User numbers started going up. And funding starts flowing in.

After Y Combinator, Airbnb raised more money in 2009, and did a Series A round in 2010. By 2011, the platform had done 1 million bookings.

A major turning point for Airbnb was when the founders realised how big it could get. They'd always thought of a solution for renting out personal space, that they could go after the entire vacation rental market only occurred to them later.

The founders never imagined how big Airbnb would become.

Chesky once told former Fortune editor Leigh Gallagher — who wrote the book The Airbnb Story — that he used to think: "Wow, if we’re really successful with this, someday *hundreds* of people might use this."

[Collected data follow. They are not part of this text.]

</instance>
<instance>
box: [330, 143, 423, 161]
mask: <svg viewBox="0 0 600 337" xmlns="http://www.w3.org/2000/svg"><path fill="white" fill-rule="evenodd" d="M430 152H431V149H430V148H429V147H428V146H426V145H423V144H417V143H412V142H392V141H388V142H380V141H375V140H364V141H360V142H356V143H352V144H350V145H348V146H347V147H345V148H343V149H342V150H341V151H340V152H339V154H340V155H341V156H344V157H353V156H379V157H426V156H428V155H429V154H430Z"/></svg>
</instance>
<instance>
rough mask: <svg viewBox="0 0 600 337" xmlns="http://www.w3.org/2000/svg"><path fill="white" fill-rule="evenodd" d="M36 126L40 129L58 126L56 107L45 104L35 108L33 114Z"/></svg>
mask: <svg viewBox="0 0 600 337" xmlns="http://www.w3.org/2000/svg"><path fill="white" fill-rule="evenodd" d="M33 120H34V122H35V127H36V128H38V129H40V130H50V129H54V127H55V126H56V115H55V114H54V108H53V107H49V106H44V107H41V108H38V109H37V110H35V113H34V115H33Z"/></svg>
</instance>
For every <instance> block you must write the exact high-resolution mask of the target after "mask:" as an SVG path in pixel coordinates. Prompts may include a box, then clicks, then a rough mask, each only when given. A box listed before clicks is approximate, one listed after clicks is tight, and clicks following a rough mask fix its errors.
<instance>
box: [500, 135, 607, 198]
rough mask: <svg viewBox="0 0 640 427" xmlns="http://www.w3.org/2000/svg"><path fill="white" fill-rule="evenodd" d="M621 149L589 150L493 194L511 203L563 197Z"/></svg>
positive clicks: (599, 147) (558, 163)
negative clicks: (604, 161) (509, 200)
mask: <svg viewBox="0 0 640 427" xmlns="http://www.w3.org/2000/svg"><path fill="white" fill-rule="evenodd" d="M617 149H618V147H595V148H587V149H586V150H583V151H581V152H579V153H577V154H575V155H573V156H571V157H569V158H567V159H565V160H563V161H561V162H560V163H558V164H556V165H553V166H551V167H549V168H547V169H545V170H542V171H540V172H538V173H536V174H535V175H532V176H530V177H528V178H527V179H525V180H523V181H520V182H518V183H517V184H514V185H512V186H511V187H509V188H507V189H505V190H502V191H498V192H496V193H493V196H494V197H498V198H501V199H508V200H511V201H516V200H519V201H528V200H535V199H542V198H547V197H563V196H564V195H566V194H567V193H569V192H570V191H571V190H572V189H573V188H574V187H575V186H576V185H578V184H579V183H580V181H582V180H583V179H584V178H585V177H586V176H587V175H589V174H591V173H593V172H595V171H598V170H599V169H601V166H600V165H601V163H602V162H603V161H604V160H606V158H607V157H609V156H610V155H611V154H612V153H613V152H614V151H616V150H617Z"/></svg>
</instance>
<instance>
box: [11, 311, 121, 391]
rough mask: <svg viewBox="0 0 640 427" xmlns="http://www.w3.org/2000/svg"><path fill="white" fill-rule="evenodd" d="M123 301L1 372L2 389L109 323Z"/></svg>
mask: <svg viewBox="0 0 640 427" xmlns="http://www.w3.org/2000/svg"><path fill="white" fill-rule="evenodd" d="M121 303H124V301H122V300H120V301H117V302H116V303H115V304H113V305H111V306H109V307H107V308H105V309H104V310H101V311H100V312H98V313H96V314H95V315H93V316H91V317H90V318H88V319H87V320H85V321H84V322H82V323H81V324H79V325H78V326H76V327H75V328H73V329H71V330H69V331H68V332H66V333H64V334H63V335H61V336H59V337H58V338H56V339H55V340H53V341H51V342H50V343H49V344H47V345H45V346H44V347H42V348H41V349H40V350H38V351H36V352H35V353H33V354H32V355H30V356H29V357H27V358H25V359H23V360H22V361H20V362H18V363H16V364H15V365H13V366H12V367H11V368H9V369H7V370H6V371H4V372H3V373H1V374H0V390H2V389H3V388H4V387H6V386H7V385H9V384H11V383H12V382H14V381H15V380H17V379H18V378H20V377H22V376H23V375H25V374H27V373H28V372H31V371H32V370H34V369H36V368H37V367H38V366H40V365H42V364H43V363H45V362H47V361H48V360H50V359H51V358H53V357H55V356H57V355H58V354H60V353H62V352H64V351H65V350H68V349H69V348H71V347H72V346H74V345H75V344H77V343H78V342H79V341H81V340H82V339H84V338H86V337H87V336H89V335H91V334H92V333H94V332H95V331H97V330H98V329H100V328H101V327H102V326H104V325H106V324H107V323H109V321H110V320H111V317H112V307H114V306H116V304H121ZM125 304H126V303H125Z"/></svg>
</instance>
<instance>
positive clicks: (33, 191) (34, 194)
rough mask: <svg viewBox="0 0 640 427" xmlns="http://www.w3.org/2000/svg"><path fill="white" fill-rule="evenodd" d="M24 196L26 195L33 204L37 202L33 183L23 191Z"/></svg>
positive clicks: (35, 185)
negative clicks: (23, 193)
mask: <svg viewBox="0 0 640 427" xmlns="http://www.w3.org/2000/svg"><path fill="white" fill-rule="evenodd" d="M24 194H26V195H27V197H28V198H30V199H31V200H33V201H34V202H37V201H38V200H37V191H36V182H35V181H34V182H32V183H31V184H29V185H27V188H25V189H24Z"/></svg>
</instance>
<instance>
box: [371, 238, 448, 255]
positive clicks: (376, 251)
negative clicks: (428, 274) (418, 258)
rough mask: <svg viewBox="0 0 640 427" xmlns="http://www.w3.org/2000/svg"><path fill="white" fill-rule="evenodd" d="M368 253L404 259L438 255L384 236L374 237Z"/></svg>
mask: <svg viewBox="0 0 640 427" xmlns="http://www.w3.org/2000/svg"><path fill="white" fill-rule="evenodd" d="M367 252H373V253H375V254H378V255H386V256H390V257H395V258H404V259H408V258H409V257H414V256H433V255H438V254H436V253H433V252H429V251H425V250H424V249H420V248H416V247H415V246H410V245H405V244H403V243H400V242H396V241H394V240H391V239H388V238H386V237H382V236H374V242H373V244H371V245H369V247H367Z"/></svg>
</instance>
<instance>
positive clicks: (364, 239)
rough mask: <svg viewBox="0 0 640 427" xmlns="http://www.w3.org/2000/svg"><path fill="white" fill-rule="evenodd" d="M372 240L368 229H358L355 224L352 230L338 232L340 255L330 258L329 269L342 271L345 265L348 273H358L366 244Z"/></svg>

Airbnb quickly expanded across the globe, capitalising on smart acquisitions and rising demand to 'experience places like a local'. The team designed the app experience to amplify this, leveraging social connections through referrals and encouraging wishlist building.

Just like their cereal experiment, Airbnb became known for doing things that don't scale. They sent people out to new markets to get new hosts, organised local events, and doubled down on 'community'. Even their current logo 'Bélo', is meant to symbolise 'Belonging'.

As they grew astronomically, Airbnb faced pushback from cities and large hotel chains, whose market was being eaten up. Even New York and SF pulled up the company for operating outside legal frameworks in this new, unregulated market they had created.

While it navigated these new challenges, Gallagher talks about how Chesky was inspired by Amazon and Jeff Bezos for their staying power. Of the many tech giants from the 90s, Amazon is one of the few that thrives today, owing to how big it became. Today, Airbnb is charting a similar story. The company first became profitable in 2016, and even after getting hit by the COVID19 pandemic and having to lay off thousands of employees, still managed to IPO in late 2020, hitting a valuation of $100 billion.

From air mattresses and cereal boxes to a billion dollar company — the story of Airbnb is one of the greatest startup stories of this generation.

Proof that a good idea, innovative execution, design thinking, community focus, and hustle can change entire industries.